The insurers contended,, firstly, that the abuse consisted of deliberate acts of abuse, whether or not there was negligence in permitting them to take place, and that the abuse was by the insured because it was the responsibility of John Allen. Secondly, the abuse perpetrated by John Allen and the other directors and/or managerial employees of the Insured should be attributed to the Company and therefore was abuse by the Company i.e. the Insured.
The Court of Appeal found that the Defendants first argument was inconsistent with the findings of negligence by the Bryn Alyn Community. The evidence, which had been submitted to the Courts, did not evidence that the regime within the Bryn Alyn Community was calculated to permit abuse to occur. Further, it was necessary to look at the individual acts of abuse and maltreatment in each particular case to see whether or not the Defendant Insurance Company could rely on the exception clause within the policy of insurance.
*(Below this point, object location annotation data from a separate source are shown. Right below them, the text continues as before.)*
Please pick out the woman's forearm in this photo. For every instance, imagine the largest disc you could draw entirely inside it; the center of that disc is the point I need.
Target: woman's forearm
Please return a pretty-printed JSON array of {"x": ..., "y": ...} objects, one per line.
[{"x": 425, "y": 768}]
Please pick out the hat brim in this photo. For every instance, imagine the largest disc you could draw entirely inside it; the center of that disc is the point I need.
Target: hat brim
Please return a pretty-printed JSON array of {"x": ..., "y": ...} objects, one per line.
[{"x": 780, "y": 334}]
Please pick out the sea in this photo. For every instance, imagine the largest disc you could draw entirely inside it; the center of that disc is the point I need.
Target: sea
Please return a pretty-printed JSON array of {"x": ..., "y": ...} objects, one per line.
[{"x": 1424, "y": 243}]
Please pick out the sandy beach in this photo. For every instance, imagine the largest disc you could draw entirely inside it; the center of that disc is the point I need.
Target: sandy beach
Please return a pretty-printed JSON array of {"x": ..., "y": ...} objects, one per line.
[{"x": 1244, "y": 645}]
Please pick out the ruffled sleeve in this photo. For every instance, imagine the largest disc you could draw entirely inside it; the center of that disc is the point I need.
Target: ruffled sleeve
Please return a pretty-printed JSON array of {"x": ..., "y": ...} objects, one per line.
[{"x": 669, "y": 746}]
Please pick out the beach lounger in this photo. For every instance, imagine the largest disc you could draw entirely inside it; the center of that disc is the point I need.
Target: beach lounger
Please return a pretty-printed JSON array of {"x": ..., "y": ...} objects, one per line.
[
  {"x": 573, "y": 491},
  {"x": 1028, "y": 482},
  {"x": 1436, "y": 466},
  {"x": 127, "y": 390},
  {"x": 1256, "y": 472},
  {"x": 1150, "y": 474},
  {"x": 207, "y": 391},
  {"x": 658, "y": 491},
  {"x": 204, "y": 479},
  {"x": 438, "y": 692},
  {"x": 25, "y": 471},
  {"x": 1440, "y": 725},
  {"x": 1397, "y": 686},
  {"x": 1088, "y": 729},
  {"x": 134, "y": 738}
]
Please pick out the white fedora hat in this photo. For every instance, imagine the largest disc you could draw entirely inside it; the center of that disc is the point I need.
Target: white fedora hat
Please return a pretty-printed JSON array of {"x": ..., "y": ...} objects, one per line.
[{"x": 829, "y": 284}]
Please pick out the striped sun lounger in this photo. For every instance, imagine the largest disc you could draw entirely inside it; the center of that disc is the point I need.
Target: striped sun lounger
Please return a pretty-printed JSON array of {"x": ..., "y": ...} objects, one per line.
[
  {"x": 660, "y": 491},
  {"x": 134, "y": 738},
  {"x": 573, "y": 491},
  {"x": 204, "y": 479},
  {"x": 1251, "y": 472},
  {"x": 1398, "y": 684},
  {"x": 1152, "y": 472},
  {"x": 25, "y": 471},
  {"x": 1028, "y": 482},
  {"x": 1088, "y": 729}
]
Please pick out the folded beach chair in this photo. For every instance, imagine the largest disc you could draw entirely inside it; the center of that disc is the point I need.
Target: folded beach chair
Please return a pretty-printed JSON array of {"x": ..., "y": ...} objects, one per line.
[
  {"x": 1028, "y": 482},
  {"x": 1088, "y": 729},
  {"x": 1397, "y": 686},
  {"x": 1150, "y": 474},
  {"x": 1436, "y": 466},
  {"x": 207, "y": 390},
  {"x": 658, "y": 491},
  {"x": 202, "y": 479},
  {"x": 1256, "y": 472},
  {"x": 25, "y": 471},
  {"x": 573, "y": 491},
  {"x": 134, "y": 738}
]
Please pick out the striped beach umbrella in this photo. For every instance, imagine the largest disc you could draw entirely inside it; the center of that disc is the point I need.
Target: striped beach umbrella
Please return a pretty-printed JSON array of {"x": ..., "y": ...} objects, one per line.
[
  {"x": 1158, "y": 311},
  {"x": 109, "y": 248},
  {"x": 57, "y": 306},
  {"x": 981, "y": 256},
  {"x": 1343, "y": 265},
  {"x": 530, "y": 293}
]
In respect of the Defendant’s second submission, the Court of appeal stated that the Judge at first instance had erred in holding that the Insurance Company could not rely on the exception clause because the abusers were not acting in a managerial role but for their own ends. On proper construction, the exception clause was concerned with the injury or damage occasioned to the Claimants resulting from a deliberate act or omission of the Insured. If the injury was attributed to the deliberate act or omission of the Insured then the Insurance Company was not liable.
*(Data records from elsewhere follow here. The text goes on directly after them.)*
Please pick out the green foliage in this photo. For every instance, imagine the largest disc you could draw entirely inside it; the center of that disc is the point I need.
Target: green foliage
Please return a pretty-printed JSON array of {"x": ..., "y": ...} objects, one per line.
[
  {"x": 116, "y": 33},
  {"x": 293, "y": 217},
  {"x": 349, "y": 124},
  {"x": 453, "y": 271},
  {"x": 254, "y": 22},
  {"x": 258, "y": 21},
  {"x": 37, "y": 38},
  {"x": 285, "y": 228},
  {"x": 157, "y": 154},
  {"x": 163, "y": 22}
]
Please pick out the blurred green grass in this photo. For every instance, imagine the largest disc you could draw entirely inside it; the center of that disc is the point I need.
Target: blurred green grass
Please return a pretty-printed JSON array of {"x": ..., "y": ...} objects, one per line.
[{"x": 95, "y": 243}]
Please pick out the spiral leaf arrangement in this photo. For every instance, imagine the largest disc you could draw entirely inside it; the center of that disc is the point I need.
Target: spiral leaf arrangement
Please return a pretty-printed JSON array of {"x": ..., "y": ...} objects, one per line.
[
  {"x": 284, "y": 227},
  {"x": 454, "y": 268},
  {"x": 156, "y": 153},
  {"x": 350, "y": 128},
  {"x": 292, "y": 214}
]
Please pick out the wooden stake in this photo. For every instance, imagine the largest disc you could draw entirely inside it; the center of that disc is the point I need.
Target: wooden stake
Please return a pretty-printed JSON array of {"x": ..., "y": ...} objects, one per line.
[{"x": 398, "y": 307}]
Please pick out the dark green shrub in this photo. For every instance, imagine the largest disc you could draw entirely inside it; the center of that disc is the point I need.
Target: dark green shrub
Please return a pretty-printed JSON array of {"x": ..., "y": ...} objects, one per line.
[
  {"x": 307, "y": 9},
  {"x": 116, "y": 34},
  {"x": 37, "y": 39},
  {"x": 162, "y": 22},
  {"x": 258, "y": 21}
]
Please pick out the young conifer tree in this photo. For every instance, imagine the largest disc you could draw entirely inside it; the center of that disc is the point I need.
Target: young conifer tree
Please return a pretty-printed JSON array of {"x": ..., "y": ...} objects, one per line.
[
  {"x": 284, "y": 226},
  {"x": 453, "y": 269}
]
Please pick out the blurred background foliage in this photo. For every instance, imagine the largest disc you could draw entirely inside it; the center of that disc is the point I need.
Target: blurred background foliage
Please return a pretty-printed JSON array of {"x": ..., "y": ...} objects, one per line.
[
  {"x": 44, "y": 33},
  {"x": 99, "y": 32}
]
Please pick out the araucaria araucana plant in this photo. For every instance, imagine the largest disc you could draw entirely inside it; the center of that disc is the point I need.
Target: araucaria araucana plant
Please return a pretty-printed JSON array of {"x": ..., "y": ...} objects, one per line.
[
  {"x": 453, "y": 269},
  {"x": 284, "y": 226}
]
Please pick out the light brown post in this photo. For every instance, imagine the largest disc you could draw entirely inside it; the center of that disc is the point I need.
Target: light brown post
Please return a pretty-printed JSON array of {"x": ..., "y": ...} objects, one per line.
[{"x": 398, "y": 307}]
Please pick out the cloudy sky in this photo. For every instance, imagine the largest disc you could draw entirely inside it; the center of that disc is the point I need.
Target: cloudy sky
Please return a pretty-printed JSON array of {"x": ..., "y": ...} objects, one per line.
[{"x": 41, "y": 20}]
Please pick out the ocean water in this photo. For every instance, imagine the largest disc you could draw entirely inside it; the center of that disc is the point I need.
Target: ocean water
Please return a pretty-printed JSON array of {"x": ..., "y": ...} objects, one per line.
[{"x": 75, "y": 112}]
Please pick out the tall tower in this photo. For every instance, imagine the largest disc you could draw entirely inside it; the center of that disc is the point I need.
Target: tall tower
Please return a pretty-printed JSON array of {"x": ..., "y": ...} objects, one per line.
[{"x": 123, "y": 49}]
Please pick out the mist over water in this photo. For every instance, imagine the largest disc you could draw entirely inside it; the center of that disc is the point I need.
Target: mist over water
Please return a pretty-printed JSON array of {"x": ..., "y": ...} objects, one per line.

The intention of the exception clause was to exclude liability for damage caused by the deliberate acts of the persons who were to be regarded as, in effect, the Insured itself as opposed to those acts of abuse that were committed by mere employees. In this respect, the deliberate acts of abuse by John Allen fell to be attributed to the Insured; those acts were within the terms of the exception clause along with those acts committed by directors or the heads of individual homes at the time; “managerial employees”. As such, all acts of abuse by John Allen, from when the insurance policies began and acts of abuse when the exception policy was extended to include managerial employees fell outside the scope of the Defendant Insurers cover. However, the Defendant Insurer was liable for the other acts of abuse committed by others.
House of Lords?
Unfortunately, permission was not granted to the remaining Claimants to Appeal to the House of Lords.